SMIT - Het ellendige verschijnsel van dichters die ‘leeglopen’, die het niet meer ‘doen’. Vanavond zat ik in Marsman te lezen, ik vond het grootspraak, rethoriek. Een paar van zijn ‘Hollandse’ gedichten hadden het gehouden, gedichten waarin een calvinistisch landschap op een calvinistische manier woord werd. Eigenlijk vond ik het verschrikkelijk. Ik herinnerde mij de geestdrift waarmee ik een kwarteeuw geleden die gedichten voor het eerst las, ik herinner mij Marsman zelf, aan wie ik niet dan met grote, zeer persoonlijke dankbaarheid kan terugdenken. Ik herinner mij dat ik, bijna dertig jaar geleden, op zijn
| |
| |
kamer in Utrecht luisterde naar wat hij over mijn eerste verzen zei. Hij had ze - als de slappe, epigonistische aftreksels die ze zijn - rustig van de tafel kunnen vegen.
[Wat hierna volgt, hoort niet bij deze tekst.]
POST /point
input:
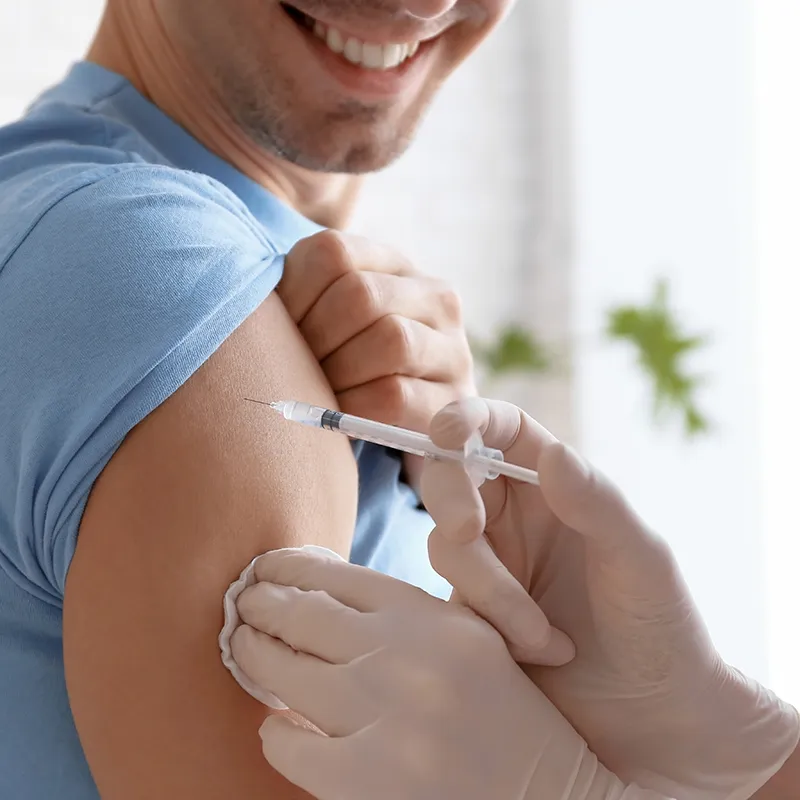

Dat deed hij niet. Hij sprak er lang, geduldig en ernstig over. Ik zat iets lager dan hij. Nog zie ik schuin boven mij zijn germaanse kop, zijn blauwe ogen, zijn athletische gestalte. De heros van het geweldige ‘Paradise regained’, de vorst die zich aandachtig boog naar de schildknaap. Die aandacht heeft mij enorm geholpen, het is eigenlijk Marsman die mijn eerste bundel ‘Voorspel’ heeft samengesteld. Dat zijn verzen mij nu niets meer doen, dat ik geloof dat het eigenlijk geen goede verzen zijn, vind ik zoiets als een persoonlijk verraad. Hij heeft het niet aan mij verdiend, maar ik kan het niet helpen.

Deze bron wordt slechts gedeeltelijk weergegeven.